A common relay can be taught only one or zero.

Electron tubes can be built to hold several thousand ones or zeros.

But a rhodomagnetic relay - far simpler and smaller and faster - isn't limited to one and zero.

With the infinite number of possible combinations, of its nodes and their patterns of resonance, a single relay can remember a very large number of the most complex variables.

That vast range and flexibility adds a whole new dimension to its capacity."

"Good!" boomed White. "I see you're the expert we wanted."

"No expert." Forester shook his head.

"I'm just trying to tell you how little I know - and how difficult rhodomagnetic cybernetics is.

Thinking, you realize, is more than memory.

There must be complex mechanisms for purpose and decision and action.

Complex even in my own devices made to guide one missile.

Imagine the complexity in that brain built to operate some billions of units on each of many thousand planets!"

"But you'll do," the big man rumbled.

"We aren't rebuilding the whole grid, after all, but just making a minor modification in its purpose.

Let's get to work."

"How?" Forester blinked uneasily.

"This Mansfield lived and worked on a world cut off from mine by two light-centuries of space, remember, and thousands of years of independent evolution.

He spoke a different language.

He must have used different kinds of tools and systems of measurement.

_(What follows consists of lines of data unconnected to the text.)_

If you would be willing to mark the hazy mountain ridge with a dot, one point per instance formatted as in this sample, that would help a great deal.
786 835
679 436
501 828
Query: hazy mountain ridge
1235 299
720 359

He probably calculated with a different mathematics.

The simplest relays in his grid would look completely strange to me - even if the humanoids themselves hadn't already rebuilt it into something too intricate for even Mansfield to understand!"

"I know it's going to be difficult." Mark White scowled soberly.

"But we can help you.

I know Mansfield's language, and I've been trying to understand that grid since the first time he tried to explain it.

I've had Overstreet watching the way it works, and Graystone trying to pick up its thoughts - though without success. And Jane Carter has been there."

Forester nodded doubtfully, watching the snapping crystals of frost still growing over that tiny mound of palladium nuggets, and the cold white vapor draining from the balance pan.

White's little group had remarkable abilities, he knew - but so did the humanoids.

"I sent her to the shop where Warren Mansfield built the first sections of the grid to operate his first hand-built mechanical units," White went on.

"She found it still intact - he evidently set some compulsion in the humanoids, to keep them out of it.